With 2014 marking the 45th anniversary of Neil Armstrong’s historic first step on the moon, NASA outlined plans for America’s next giant leap in space exploration — to send astronauts to Mars.
To prepare for that leap, NASA stepped up development in 2014 of many game-changing technologies and capabilities.
The agency worked on solar electric propulsion technology ,which could enable cost-effective trips to deep space destinations.
Destinations that could include a human mission in the 2020s to an asteroid placed into orbit around the moon by a robotic spacecraft, as part of NASA’s Asteroid Redirect Mission. Agency officials plan to announce more specific details about potential candidate asteroids and the design of the mission in early 2015.
The successful first flight test in June of the saucer-shaped Low Density Supersonic Decelerator, demonstrated an inflatable system that could be used to land heavier and larger payloads than ever before on planets with atmospheres …
The International Space Station continued its role as a unique platform off the Earth where astronauts are working for the Earth, with biomedical research … and with payloads delivered by commercial partners SpaceX and Orbital Sciences Corporation – such as the first 3-D printer in space… which could be used to manufacture parts in space….
… and the addition of an Earth science instrument to the space station’s exterior to monitor ocean surface wind speed and direction for use in weather forecasting and for monitoring large-scale changes in the Earth’s climate.
In September, NASA selected two U.S. commercial providers, Boeing and SpaceX, to develop the systems to transport astronauts from U.S. soil to and from the space station … with a goal of ending the nation’s sole reliance on Russia in 2017.
Development of the rocket and spacecraft designed to carry astronauts on NASA’s Journey to Mars progressed in 2014 …
The green light was given in August, to start building the Space Launch System heavy lift rocket, following successful completion of a key review. New manufacturing facilities began testing operations and prototypes built with new, more lightweight composite materials were evaluated.
“And liftoff at dawn, the dawn of Orion and a new era of American space exploration.”
The successful first flight test of NASA’s Orion spacecraft in December, was a historic moment for the agency and a critical step on the Journey to Mars. The 4.5 hour trip to space and back, tested the Orion systems critical to crew safety in preparation for deep space missions by astronauts to an asteroid and then on to the Red Planet.
NASA’s fleet of Mars robotic explorers continued its work in 2014…
The Mars Atmosphere and Volatile Evolution spacecraft arrived at the Red Planet in September as the newest member of the fleet. MAVEN is on a mission to investigate how the past loss of atmospheric gases impacted the Martian climate through time.
Samples from the first rock drilled at the base of Mount Sharp by the Curiosity rover, provided the first confirmation of a mineral mapped from orbit by the Mars Reconnaissance Orbiter.

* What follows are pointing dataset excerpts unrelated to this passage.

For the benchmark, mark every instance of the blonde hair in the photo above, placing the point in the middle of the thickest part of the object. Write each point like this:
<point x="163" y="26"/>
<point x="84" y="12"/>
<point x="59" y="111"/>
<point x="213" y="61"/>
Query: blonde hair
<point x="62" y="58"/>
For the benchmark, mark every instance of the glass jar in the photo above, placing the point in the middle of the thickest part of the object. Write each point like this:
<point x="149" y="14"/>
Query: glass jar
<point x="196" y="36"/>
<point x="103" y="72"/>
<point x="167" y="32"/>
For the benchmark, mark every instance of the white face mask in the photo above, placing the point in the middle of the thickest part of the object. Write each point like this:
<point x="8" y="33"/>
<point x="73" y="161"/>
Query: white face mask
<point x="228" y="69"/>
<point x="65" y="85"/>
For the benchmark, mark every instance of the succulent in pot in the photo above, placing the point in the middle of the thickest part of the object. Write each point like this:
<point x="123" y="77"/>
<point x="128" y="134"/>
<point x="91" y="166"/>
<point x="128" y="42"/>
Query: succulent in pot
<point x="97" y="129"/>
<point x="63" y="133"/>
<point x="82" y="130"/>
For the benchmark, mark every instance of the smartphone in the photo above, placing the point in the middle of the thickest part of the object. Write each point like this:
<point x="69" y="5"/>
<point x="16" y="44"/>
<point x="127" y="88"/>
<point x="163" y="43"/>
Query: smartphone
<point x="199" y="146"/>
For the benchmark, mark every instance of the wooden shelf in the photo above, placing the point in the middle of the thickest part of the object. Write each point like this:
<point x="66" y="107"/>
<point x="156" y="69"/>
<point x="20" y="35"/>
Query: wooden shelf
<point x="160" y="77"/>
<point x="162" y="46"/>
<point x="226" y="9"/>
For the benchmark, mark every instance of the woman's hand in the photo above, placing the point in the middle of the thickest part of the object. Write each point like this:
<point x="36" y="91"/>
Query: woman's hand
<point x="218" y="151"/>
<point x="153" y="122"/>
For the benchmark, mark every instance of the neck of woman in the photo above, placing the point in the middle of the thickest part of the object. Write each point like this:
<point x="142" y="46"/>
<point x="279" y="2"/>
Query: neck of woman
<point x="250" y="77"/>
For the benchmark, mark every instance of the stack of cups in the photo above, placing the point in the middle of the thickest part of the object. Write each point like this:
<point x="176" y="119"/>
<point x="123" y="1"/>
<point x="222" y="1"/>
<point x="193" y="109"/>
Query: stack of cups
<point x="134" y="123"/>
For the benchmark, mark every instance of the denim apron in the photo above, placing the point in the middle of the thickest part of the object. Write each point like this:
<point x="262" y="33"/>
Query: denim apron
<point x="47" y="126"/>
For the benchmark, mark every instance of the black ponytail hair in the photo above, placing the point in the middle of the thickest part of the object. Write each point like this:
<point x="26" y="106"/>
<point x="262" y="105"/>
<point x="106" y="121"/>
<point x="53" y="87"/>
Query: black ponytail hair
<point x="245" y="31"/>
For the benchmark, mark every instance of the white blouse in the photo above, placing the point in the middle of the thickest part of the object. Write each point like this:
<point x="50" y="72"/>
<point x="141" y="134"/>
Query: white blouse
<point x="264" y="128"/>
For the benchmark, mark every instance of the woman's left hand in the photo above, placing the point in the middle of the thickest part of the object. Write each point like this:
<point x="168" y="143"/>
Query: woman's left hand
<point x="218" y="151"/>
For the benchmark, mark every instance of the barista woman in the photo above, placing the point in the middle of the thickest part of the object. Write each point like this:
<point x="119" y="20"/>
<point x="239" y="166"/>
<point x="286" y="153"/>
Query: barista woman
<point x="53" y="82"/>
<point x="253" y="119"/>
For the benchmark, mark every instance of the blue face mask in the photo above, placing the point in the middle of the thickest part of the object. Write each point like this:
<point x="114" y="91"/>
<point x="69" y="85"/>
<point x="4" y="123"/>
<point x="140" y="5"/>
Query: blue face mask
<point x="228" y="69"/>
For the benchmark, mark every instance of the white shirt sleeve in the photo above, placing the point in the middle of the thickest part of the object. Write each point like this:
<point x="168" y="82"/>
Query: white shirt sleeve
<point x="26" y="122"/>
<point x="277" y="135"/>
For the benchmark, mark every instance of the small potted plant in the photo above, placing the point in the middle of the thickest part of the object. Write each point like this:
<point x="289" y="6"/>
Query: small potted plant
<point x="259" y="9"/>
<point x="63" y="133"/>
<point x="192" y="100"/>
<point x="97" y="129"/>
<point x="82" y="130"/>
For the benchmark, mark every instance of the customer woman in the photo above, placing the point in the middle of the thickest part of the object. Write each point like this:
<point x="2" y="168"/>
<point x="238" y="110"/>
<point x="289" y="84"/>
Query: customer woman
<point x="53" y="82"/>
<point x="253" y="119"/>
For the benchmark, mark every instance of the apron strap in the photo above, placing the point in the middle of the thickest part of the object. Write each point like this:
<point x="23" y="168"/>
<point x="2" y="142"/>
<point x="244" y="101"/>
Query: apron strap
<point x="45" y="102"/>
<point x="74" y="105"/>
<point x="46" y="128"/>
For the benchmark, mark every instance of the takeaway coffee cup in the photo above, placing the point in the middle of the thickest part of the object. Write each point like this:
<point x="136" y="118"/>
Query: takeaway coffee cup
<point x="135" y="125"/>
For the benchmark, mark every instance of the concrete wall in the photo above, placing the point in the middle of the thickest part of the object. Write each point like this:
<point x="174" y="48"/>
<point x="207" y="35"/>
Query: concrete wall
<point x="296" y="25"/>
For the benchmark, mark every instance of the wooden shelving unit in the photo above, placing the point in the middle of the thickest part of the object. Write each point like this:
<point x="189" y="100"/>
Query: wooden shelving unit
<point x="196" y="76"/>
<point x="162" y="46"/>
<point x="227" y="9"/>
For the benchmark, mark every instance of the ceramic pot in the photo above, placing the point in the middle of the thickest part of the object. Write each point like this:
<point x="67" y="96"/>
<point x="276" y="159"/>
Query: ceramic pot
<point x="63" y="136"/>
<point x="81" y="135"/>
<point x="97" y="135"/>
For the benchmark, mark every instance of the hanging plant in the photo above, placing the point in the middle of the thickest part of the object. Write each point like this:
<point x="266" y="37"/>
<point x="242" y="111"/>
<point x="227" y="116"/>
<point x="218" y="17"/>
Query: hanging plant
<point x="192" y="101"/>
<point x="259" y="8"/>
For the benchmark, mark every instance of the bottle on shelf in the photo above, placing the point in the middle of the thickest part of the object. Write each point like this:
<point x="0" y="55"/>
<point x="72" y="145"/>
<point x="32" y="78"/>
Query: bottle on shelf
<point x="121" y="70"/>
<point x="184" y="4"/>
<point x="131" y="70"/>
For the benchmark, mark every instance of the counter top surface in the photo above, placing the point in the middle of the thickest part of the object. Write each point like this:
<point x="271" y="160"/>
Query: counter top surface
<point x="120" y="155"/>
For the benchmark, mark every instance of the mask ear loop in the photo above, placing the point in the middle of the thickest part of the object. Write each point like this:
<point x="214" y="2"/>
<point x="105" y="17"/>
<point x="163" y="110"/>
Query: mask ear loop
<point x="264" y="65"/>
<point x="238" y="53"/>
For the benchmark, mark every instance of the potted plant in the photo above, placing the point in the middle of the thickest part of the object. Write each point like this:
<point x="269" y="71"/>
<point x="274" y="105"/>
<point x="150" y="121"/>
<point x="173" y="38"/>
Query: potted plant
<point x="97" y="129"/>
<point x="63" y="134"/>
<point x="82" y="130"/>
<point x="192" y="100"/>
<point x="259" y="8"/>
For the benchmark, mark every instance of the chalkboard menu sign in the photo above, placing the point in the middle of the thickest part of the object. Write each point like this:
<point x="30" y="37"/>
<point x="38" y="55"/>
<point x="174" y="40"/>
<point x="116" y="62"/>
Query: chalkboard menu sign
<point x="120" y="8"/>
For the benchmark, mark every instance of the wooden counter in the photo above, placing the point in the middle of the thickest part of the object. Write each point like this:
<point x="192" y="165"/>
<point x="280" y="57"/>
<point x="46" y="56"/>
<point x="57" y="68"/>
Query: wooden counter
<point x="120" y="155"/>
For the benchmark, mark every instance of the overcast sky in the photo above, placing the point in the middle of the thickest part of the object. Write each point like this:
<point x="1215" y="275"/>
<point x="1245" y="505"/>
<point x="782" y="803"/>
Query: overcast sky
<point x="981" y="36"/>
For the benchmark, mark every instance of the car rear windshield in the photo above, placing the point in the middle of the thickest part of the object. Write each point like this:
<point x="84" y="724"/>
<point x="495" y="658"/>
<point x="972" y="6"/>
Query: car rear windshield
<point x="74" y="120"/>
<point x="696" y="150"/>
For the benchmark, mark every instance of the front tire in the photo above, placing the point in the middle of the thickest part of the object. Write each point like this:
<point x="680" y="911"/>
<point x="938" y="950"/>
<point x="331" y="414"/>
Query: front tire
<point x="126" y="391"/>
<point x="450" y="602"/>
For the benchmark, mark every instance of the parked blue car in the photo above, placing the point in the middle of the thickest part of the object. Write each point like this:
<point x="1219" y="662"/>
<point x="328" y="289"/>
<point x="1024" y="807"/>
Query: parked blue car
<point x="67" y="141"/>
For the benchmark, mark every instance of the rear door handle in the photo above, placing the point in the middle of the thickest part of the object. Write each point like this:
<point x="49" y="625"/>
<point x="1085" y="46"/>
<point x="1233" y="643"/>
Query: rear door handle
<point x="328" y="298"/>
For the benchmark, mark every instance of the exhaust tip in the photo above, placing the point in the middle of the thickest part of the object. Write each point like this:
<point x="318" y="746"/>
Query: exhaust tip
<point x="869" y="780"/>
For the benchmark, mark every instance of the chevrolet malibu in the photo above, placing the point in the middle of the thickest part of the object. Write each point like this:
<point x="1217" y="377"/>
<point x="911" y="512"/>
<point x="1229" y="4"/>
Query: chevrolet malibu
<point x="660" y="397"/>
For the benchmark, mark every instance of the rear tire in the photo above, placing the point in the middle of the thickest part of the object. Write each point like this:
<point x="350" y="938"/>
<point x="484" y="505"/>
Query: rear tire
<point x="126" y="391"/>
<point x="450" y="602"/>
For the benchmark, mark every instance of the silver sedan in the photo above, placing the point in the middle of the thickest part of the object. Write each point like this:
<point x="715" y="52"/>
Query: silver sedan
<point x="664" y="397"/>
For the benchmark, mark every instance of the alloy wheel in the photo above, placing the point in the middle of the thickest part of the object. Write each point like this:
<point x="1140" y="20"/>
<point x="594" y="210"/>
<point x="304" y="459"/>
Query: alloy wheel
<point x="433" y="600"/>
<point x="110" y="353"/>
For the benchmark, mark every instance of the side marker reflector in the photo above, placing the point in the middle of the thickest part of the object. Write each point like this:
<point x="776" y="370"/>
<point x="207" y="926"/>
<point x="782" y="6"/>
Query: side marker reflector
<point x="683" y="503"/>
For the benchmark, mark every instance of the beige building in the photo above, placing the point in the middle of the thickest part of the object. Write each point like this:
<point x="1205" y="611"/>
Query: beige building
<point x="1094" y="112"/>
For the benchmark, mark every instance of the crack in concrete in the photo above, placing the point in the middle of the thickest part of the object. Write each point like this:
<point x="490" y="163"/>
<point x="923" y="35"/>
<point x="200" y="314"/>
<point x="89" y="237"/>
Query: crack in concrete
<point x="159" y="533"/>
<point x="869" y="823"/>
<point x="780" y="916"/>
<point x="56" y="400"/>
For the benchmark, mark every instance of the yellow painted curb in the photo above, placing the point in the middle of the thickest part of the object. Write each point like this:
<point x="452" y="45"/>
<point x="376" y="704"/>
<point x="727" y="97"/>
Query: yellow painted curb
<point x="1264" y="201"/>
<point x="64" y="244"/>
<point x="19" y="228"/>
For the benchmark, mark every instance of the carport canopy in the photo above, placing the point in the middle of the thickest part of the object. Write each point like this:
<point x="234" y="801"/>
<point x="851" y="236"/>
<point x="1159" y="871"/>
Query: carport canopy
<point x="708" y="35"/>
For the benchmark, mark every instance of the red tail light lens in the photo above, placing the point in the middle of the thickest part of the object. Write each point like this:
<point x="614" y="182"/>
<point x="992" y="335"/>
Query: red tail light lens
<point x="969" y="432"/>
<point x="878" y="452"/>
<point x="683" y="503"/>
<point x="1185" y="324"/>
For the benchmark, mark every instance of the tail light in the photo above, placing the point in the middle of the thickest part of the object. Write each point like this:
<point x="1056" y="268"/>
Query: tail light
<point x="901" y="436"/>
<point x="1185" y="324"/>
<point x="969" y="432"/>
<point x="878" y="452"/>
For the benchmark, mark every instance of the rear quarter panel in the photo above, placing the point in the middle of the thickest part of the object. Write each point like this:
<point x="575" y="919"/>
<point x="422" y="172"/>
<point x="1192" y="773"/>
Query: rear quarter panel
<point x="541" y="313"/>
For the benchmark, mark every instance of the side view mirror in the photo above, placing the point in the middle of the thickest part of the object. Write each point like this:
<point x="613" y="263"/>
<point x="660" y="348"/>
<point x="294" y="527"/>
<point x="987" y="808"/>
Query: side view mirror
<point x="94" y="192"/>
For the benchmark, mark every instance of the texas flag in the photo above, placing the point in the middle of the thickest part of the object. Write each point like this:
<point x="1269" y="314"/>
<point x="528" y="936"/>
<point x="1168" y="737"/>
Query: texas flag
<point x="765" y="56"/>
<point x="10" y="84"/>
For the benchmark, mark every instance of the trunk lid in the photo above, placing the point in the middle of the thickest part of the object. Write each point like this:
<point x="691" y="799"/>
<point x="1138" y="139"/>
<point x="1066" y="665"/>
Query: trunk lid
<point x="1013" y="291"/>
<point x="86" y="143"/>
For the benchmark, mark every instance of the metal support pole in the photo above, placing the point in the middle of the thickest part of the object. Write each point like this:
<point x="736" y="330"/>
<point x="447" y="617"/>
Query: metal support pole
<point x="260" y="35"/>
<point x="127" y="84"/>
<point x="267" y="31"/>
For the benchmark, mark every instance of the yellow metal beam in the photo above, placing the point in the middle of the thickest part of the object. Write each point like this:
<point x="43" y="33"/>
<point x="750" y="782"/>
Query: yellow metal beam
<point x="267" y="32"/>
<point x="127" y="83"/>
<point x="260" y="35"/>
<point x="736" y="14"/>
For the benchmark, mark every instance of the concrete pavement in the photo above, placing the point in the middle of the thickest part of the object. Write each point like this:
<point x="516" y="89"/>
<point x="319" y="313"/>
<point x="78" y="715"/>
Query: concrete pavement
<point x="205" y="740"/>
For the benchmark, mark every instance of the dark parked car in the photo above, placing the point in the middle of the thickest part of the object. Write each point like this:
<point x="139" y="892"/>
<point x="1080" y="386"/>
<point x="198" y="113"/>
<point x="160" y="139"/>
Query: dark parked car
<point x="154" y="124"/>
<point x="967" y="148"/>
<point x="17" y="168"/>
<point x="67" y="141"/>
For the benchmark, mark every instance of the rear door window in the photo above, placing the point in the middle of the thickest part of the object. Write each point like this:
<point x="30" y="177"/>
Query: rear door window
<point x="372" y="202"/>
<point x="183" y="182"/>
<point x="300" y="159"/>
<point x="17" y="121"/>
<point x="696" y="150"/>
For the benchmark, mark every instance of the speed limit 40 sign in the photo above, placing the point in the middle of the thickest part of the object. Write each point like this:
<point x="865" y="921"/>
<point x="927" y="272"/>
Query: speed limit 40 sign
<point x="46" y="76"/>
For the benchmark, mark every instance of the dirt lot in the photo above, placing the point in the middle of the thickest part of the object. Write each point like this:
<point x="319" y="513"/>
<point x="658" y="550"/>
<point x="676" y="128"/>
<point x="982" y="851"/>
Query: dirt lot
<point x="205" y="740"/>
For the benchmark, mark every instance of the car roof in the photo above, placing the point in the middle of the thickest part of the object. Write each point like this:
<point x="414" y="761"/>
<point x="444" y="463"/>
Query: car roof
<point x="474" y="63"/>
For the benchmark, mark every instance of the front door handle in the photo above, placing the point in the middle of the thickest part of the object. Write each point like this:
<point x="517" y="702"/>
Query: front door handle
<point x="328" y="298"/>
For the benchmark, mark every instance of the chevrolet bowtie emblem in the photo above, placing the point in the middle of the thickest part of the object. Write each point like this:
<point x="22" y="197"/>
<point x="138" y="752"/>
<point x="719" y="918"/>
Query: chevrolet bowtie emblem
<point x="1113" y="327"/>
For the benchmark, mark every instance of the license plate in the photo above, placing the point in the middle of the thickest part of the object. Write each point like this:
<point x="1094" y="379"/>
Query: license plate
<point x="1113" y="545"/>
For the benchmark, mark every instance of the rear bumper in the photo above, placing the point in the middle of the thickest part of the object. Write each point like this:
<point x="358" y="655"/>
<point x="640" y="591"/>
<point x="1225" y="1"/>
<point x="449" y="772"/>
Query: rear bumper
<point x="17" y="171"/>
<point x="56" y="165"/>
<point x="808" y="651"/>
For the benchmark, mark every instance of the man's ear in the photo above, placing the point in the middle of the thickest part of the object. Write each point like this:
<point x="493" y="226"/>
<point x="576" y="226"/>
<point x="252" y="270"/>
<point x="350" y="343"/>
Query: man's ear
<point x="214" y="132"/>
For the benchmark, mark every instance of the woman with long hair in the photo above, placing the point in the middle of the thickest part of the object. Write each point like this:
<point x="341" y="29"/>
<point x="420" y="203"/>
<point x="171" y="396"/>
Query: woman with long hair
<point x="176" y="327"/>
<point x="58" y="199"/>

And the science instruments were selected for the Mars 2020 rover, the next robotic explorer NASA will send to Mars in 2020. It will conduct unprecedented science and exploration technology investigations, including potential habitability of the current environment and directly searching for signs of past life.
“NASA’s role in studying and protecting our home planet has never been stronger.”
NASA Administrator Charlie Bolden called 2014 the “Year of Earth” for NASA – with the agency planning to launch five Earth science missions within a year’s time …
The first images from the Global Precipitation Measurement mission, launched in February, of an “extra-tropical cyclone” – illustrated the mission’s ability to provide next generation, detailed observations of global precipitation.
In April, NASA celebrated Earth Day with the hugely popular online “global selfie” postings from around the world to help promote environmental awareness.
And the test data from the Orbiting Carbon Observatory-2 mission following its launch in July, confirmed the health of the spacecraft’s instruments. OCO-2 will help track our impact on the amount of carbon dioxide in the atmosphere and the various human-made and natural sources of CO-2
2014 included new discoveries, new intriguing mysteries and new reasons to explore our solar system – and beyond …
In November, the European Space Agency’s Rosetta spacecraft – which has three NASA instruments onboard – successfully landed its Philae robotic probe on the surface of a speeding comet — the first-ever soft landing of a spacecraft on a comet …
And, NASA’s Kepler Space Telescope discovered a new Earth-sized planet in April, about 500 light-years from us that also may have liquid water.
The agency’s premier aeronautics research centers continued work on solutions to help improve the safety, efficiency and comfort of air travel … while reminding people NASA is with you when you fly.
A demonstration in November featured a wing that can change shape in flight — this could lead to technology for quieter and more fuel-efficient airliners …
In September, NASA co-hosted an event that showcased two new technologies being evaluated that could improve takeoff time predictability of flights and help flight dispatchers choose more efficient routes around bad weather.
“Home of the brave …”
And in May, NASA celebrated the renaming of its Dryden Flight Research Center to The Neil A. Armstrong Flight Research Center – and designated Hugh Dryden’s name to the center’s aeronautical test range.